Photo Journal of the Yellow River trip

Well, thanks to the photographs of a number of friends as we left the Yellow River Post (Ric and Berit, Kiri, Jim, etc.) and to a stash camera of Mike K.’s that came out a couple times to document parts of the trip; I have some fun photos to share here.

Also, I have been re-reading a number of journals from this area since returning and am now feeling better about or quitting early due to mishaps and misfortunes.  My 15 foot dilapidated canoe was certainly not up to the task and is similar to the canoe that “Smith” had on his trip to the Yellow River Post in 1803 (in Curot’s journal).  Also, the rivers are/were a bit more treacherous than anticipated.  The rapids of the Yellow are commonly mentioned and the time and difficulty of these rivers was mentioned in a few journals.  The Snake was especially bad (as it is today).  Sayer mentions the men making it only about 3 mi. a day on there journey up the Snake.

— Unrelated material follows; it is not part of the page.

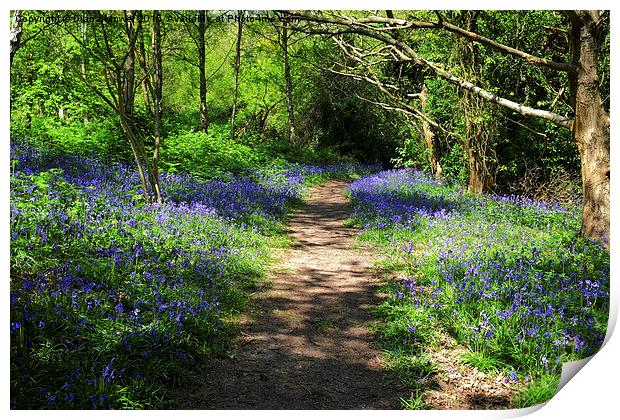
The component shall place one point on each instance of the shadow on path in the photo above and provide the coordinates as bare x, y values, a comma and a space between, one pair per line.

Anyway, anyone with questions or comments, feel free to let me know.  Otherwise, enjoy the photos…

4 Responses to “Photo Journal of the Yellow River trip”

  1. Marlene says:

    Very nice pictures, sure that you had a GREAT time paddling the river,

  2. Dave says:

    Great pictures! I have been scouring the web looking for examples of the head scarves worn in the “cleaning” lady fashion documented during the period and save for a scant few artist documentation I came up wanting. These photos will be an awesome resource in developing my persona. Looks like you guys had a great time

  3. Dave says:

    I’m also curious about the tattoos you reference as being identifying marks if found drowned.

    Could you provide any more information or direction where to find such information documenting it?

    • Isaac says:

      Tattoos themselves were not solely intended to be used as such, but as identifiable marks, could be one of many things used to determine identification. Tattoos, like those in the various photos, were very common among canadien canoemen. Our friends thought the photo idea was funny, especially with their concerns of the high and fast moving water (and concerns over my old canoe and its ability to carry all of us). There is a slideshow and notes in the research page of my website here that has a lot on tattoos in the fur trade.